Even the little things turn into small celebrations.

“She raised her hand and scratched her nose, and she did it without thinking,” Levin said. “I remember being very happy about that.”

In May, a few days before Mother’s Day, Yamaguchi saw Maren for the first time.

Yamaguchi is in a wheelchair in the hospital square and still uses an oxygen tank and ventilator.

And she was very worried. She missed the original mother-son relationship. She was worried about how her daughter would react.

“I feel like I’m on a date. Will she like me? ”

“But then I had to meet her and everything was fine,” Yamaguchi said. “It sounds cliché, but it’s like lightning love.”

After that, Sunday became a child’s day for Yamaguchi. The rest of the week is filled with therapies – physical therapy, occupational therapy, speech therapy. But Sunday is devoted to “Maren therapy.”

“It’s the best therapy,” says Yamaguchi.

On June 1, doctors removed a tube in her trachea to help her breathe.

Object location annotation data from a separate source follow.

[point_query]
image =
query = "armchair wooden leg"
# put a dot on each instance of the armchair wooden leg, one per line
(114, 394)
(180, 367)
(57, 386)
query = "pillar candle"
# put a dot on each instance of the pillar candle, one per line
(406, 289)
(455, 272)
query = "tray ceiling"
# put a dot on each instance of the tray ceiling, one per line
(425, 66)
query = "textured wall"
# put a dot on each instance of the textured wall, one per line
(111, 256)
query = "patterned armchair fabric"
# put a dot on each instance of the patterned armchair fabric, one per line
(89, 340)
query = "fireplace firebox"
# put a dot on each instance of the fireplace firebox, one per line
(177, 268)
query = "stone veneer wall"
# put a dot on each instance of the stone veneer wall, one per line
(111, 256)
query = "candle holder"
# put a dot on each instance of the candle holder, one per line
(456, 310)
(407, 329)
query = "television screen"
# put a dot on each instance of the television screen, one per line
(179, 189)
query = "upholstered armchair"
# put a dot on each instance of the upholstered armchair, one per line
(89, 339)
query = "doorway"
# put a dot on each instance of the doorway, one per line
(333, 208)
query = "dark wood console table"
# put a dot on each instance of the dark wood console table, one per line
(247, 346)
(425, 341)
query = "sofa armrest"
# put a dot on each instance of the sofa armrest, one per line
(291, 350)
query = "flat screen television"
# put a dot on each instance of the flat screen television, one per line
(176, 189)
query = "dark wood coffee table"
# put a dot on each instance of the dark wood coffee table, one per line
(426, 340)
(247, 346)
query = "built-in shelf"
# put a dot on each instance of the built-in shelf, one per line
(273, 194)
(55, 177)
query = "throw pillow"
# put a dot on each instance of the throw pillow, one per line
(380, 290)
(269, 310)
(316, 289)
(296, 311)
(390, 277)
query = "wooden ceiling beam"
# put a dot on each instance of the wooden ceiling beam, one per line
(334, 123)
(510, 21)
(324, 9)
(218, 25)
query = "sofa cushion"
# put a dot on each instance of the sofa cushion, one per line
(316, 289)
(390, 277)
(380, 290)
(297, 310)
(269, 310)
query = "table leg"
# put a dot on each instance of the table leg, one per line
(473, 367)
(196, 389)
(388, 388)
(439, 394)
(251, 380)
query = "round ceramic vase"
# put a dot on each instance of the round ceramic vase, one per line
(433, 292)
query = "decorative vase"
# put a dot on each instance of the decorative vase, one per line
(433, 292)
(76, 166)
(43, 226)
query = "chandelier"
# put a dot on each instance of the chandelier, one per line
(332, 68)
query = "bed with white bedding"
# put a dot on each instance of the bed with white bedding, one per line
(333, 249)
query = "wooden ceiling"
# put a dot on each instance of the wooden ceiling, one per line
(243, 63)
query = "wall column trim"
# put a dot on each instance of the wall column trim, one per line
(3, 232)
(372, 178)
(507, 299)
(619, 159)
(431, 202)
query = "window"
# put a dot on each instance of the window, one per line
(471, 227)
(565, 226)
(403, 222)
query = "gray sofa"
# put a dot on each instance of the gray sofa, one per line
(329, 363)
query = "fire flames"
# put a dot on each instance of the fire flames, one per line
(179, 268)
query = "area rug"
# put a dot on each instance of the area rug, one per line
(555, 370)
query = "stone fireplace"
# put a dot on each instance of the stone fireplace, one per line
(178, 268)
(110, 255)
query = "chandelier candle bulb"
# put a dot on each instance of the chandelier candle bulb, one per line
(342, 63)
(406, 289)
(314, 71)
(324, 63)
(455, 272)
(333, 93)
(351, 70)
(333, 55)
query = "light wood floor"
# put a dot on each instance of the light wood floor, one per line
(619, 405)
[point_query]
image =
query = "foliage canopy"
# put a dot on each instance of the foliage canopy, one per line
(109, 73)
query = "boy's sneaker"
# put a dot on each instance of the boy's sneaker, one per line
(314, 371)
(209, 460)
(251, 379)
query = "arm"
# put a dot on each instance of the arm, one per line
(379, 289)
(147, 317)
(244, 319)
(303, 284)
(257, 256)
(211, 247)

Later that month, she was transferred to a rehabilitation center, where she walked for the first time since the coma: eight steps on the first day.

On August 3, Yamaguchi went home.

Danny Levin with his wife, Amy Yamaguchi, and daughter, Maren, 1, in Seal Beach, on January 5, 2022. In December 2020, Yamaguchi was 36 weeks pregnant when she was diagnosed with Covid-19 and Maren was delivered by cesarean section, although she won’t see her for another five months. (Photo by Mark Rightmire, Orange County Register / SCNG)

Since then, she has continued her therapy and continues to make strides. She has transitioned from using a walker and cane wheelchair to walking on her own. Picking up Maren, alone, was a big deal.

Wednesday, January 5th, marks another important milestone: “Today is the first day I’ve taken her out of the crib and changed her.”

“I am doing well,” she added. “Major improvements are being made.”

The couple went back and forth between their home in Seal Beach and her parents’ home in Garden Grove. Levin, 35, works online as a teacher for a charter school. And Yamaguchi, a former customer service representative of hemophilia treatment centers, is focusing all his energy on her health and motherhood.

Aware of the quick and easy spread of the Omicron variant, the pair rarely take risks. And when they do they wear masks. Both are vaccinated.

“We haven’t really gone anywhere yet,” Yamaguchi said. Instead, she is enjoying time with her daughter and family.

“I had to give myself the grace and forgiveness that life didn’t go as we planned. Now, I have a lot of time with her.”

Last month, the couple celebrated Maren’s first birthday. The party was very small. The theme is Alice in Wonderland.